Dopo aver constatato quanto Cascina Felizia sia una realtà particolare, davvero integrata nel territorio al quale è fiera di appartenere, con Roberto Pons abbiamo parlato anche del futuro dell’avicoltura. La sua ricetta è semplice: innanzitutto dovremmo insegnare agli allevatori come integrarsi nel territorio, attraverso lo scambio di buone pratiche e corsi di aggiornamento, perché “trasmettere il nostro sistema di lavoro, sano, integrato, è la cosa più importante. Non sono i premi che fanno i risultati, sono solo riconoscimenti di un lavoro fatto con passione”. Poi andrebbe migliorata la qualità della comunicazione: “in questi ultimi anni gli allevatori sono stati additati come insensibili maltrattatori di animali, a causa di alcune realtà che – è inutile negarlo – esistono, così come in ogni categoria professionale ci sono purtroppo persone che lavorano male. Ma se tutti si impegnano a migliorare, aprono le porte al pubblico per far vedere che non hanno niente da nascondere, dimostrano che un allevamento intensivo immerso nel verde può essere piacevole da frequentare, nessuno potrà più accusarci di niente. Per questo motivo il 27 maggio scorso ho organizzato una grande festa rivolta ai bambini delle scuole, con numerose attività pensate proprio per educare i più giovani, per far conoscere il nostro lavoro e ribadire la necessità di rispettare il territorio.”

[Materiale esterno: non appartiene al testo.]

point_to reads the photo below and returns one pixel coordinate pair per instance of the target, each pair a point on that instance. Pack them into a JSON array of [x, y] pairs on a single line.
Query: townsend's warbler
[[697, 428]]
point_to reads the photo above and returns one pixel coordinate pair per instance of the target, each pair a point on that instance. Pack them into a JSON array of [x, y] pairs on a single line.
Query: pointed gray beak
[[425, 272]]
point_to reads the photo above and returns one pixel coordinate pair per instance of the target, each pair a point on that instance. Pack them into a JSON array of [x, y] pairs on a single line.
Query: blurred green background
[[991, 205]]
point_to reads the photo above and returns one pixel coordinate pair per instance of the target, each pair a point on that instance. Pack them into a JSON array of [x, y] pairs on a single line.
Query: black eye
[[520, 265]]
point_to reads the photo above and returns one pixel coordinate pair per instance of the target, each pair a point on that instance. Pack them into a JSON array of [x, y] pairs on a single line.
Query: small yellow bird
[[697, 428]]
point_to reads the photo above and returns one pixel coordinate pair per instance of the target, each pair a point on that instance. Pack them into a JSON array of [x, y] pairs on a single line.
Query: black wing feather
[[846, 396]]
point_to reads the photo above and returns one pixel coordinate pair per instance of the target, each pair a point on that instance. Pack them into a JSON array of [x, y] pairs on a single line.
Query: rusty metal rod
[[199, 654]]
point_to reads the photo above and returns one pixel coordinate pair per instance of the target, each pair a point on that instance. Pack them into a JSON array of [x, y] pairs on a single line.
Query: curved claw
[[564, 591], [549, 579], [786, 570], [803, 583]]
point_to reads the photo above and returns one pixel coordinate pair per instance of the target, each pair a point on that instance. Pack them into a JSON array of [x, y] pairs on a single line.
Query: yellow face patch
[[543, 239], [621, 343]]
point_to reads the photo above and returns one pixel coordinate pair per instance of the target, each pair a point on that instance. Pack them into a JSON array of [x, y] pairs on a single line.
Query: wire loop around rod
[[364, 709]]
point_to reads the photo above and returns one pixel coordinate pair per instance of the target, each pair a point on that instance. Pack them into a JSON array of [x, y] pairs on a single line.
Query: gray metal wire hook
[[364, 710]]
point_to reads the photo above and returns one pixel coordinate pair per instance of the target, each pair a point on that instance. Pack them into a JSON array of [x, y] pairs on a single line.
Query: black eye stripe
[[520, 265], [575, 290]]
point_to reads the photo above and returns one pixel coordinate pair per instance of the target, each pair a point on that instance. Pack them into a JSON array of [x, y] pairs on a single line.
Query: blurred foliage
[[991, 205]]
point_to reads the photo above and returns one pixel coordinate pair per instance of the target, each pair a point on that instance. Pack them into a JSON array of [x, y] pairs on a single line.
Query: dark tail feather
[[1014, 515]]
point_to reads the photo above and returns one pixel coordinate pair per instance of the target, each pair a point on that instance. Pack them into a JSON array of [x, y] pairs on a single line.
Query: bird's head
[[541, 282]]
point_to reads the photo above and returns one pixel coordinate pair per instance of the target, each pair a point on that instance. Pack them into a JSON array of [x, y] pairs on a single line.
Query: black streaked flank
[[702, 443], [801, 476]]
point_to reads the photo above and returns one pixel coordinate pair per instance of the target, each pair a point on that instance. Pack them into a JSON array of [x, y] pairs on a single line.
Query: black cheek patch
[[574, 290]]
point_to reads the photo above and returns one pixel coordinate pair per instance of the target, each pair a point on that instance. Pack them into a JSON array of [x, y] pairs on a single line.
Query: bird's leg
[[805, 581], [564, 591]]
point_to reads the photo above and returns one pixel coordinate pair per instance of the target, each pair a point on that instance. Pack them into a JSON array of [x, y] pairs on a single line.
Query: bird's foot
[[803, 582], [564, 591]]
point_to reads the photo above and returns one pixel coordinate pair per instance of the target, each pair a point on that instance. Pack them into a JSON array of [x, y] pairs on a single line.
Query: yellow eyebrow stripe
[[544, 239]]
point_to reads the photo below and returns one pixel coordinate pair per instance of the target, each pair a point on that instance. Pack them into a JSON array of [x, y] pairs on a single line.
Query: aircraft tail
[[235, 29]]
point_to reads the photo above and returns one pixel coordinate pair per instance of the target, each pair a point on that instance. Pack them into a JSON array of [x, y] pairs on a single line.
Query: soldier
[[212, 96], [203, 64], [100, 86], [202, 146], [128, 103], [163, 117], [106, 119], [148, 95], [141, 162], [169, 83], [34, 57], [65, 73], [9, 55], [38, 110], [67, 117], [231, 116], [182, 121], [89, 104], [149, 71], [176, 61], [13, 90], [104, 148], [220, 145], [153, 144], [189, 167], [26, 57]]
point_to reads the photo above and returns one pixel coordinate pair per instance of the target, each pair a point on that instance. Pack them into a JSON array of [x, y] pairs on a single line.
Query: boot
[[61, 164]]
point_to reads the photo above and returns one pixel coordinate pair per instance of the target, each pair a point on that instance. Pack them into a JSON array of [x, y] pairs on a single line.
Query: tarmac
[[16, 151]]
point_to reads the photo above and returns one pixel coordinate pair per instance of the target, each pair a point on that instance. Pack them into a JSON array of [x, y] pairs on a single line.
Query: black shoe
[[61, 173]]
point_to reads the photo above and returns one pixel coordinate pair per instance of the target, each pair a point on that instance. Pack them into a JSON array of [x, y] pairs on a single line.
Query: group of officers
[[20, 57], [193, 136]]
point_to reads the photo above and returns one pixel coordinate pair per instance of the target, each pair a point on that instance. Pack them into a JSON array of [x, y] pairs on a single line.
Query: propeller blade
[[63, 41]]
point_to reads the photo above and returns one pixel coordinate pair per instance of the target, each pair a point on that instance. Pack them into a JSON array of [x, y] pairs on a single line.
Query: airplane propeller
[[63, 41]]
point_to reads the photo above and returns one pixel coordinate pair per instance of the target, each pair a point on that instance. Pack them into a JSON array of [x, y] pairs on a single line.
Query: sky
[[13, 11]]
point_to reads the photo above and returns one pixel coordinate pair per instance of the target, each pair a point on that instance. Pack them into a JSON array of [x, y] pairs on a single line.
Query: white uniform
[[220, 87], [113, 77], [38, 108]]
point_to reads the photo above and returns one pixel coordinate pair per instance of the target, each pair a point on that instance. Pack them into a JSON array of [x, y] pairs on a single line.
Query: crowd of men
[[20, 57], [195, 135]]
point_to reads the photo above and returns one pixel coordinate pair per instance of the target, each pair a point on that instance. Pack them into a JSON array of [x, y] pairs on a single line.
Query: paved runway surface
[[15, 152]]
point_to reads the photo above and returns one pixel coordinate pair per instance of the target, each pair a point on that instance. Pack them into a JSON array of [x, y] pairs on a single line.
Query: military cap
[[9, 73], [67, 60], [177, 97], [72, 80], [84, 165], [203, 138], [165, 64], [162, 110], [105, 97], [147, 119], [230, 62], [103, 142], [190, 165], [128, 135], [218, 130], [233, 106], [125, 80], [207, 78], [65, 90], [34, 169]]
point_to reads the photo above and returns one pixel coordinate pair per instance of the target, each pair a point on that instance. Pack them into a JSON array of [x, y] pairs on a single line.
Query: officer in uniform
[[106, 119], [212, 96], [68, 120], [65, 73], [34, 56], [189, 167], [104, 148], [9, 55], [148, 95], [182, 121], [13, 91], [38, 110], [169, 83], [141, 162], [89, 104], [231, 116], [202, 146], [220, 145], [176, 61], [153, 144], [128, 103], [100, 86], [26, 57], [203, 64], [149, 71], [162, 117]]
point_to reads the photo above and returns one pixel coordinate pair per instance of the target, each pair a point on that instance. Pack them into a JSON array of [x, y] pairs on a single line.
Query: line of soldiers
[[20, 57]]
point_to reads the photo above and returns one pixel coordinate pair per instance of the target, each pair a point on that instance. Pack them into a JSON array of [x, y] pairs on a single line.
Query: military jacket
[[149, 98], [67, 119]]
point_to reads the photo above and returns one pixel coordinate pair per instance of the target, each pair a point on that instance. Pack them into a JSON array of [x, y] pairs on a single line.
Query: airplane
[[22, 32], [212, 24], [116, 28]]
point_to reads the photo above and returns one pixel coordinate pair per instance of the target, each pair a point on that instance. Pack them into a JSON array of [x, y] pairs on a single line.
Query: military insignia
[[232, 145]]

E il 27 maggio, infatti, a Cascina Felizia si sono riuniti oltre 300 allievi delle scuole della zona per una giornata di educazione ambientale, patrocinato dal Dipartimento di Scienze Agrarie, Forestali e Alimentari e di Scienze Veterinarie dell’Università di Torino. Nel corso della giornata i bambini hanno capito l’importanza delle piante per arginare il rischio idrogeologico nel gazebo di Re Soil Foundation, hanno imparato a spegnere un incendio nel bosco grazie all’intervento della squadra AIB, hanno scoperto come vive un pollo grazie alla lezione-gioco della prof.ssa Elena Grego del Dipartimento di Scienze veterinarie dell’Università di Torino, hanno capito l’importanza degli insetti impollinatori per la sopravvivenza del nostro pianeta, scoperto come viene prodotto il miele e quali sono le caratteristiche dei semi e la loro importanza per l’alimentazione sia umana che animale. Tutti i bambini, al termine della giornata di festa, hanno ricevuto in dono una pianta di Paulownia da portare a casa, perché, come dice Roberto Pons, “se oggi stesso ognuno di noi piantasse una pianta, stasera sul nostro pianeta avremmo 7 miliardi di nuove piante”. Come dargli torto?